2. Any "easter egg" which makes changes should undo itself cleanly, (in this case, restoring the user's icon associations). The nature of an "easter egg" done properly (as opposed to a logic bomb) is that it's harmless and leaves no permanent trace.
Which is what VLC does. It is totally clean,
doesn't do anything in your back and doesn't download anything. It doesn't even change your icon association.
VLC changed the icon. This affected every media file associated with VLC. Then VLC didn't revert this icon change - it left all those media files with an ugly default icon, breaking the user's preferences. Not what the user wanted.
This cannot be called "totally clean". ( Making changes without notice is clearly "
behind my back". And I made no mention of downloading anything.)
An "easter egg" which makes changes that a user has to "repair" cannot be reasonably called an "easter egg".
VLC is not broken. And this is not an easter egg.
The definition of software "easter egg" is an unannounced, undocumented software feature.
What was the icon change then? An easter egg.
I hope a VLC primary developer takes responsibility and rips the broken thing out until it can be written correctly.
What? You are kidding...
Of course I'm not kidding. Why would I joke about removing a buggy feature until it can be fixed?
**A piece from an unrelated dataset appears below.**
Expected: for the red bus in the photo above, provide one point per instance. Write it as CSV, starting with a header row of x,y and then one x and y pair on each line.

Remember when Microsoft, Real, and Netscape were blasted for pulling the same behind-the-back system preferences switches?
VLC is not done by a company, but by volunteers that do that on their free time...
Deal with it or go elsewhere with your hatred.
Any software development team (closed or open source, commercial or non-profit) is ultimately responsible to the users and the notion of best practices, and should not deliberately alter the user experience without notice or the ability to
completely undo its effects. Even "volunteers" should do quality work, even on easter eggs.
j-b, in general I'm quite pleased with VLC, and its quality and stability, and growing feature set. I've reported on bugs with good documentation when I could. If I
hated VLC, I really wouldn't be using it.
Really, this is just another bug (failure to fully restore all icon associations). It doesn't deserve to be defended.